Diet and glycemic control during exercise is very important, preventing or delaying complications during and after exercise, like hyperglycemia or hypoglycemia, frequently detected in non-monitored diabetic patients. In addition, blood glucose (BG) control has a positive impact on long-term clinical outcomes in individuals with diabetes by delaying the onset and slowing the progression of serious diabetes-associated complications 1.

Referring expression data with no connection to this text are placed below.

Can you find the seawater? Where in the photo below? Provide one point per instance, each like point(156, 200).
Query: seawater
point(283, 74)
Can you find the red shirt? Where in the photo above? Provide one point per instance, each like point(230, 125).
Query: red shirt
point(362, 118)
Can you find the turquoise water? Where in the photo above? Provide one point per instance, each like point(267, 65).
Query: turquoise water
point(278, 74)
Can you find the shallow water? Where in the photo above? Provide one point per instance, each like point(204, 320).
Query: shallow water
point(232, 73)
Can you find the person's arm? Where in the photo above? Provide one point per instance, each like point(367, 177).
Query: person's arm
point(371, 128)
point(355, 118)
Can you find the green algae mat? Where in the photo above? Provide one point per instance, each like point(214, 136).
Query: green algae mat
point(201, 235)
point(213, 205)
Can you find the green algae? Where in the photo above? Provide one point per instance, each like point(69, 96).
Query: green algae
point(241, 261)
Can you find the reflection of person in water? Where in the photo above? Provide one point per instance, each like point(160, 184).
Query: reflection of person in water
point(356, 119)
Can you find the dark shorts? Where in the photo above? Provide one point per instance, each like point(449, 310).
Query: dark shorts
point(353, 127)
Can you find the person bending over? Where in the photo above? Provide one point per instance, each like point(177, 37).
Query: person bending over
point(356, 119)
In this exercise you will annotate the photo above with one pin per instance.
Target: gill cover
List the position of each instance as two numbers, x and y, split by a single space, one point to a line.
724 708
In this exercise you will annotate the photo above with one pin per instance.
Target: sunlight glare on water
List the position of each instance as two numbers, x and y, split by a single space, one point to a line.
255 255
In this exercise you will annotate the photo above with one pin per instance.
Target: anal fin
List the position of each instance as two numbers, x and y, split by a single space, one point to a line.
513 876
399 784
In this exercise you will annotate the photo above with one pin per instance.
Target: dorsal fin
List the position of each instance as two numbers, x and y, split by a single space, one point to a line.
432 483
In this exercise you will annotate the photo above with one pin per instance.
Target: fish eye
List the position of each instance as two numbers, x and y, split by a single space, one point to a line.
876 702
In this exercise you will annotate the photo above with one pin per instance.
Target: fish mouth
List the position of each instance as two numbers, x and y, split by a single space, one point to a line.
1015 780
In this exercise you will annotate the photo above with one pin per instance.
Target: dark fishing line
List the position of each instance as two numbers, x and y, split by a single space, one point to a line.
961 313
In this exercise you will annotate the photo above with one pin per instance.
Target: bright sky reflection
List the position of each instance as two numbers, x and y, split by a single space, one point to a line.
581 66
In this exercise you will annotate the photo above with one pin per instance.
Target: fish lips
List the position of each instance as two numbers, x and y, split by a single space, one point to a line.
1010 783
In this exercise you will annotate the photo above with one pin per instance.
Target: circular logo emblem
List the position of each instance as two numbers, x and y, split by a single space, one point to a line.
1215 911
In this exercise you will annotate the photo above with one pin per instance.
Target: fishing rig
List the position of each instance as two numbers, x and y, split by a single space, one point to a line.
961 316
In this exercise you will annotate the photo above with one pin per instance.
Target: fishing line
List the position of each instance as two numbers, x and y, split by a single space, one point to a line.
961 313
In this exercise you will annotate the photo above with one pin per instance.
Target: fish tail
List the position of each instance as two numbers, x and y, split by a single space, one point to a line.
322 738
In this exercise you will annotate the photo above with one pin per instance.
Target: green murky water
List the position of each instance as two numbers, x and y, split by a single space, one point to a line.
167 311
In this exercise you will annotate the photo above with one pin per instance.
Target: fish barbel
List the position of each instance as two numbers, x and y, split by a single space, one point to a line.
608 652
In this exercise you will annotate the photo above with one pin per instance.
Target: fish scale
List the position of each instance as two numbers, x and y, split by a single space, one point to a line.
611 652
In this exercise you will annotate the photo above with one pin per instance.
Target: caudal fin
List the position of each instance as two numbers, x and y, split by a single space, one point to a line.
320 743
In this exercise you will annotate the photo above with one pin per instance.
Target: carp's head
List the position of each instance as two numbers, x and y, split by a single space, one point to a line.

The postprandial BG response is related to overall glucose control 2 and it is significantly affected by the amount and type of carbohydrate (CHO) and the rate of carbohydrate digestion 3. Slower rates of CHO digestion and absorption after a low-glycemic index meal result in a smaller rise in postprandial BG and a smaller rise in insulin 4. Furthermore, diet modifications designed for people with diabetes may provide other benefits besides BG control in rest and during exercise 5. The observed improvements in exercise performance with CHO ingestion have been attributed to maintenance of plasma glucose and glycogen availability 6. Elevation of BG associated with supplementation is suggested to improve aerobic performance through reduction of muscle glycogen use or through the use of BG as a predominant fuel source as glycogen becomes depleted 7. A recent study characterized the better dose for CHO supplementation, improved glycogen availability in muscle and liver. The CHO supplementation before exercise increased muscle and hepatic glycogen storage after prolonged exercise only by 1.0 g/kg in liver and 2.0 g/kg in muscle without insulin and lipid oxidation alterations 8.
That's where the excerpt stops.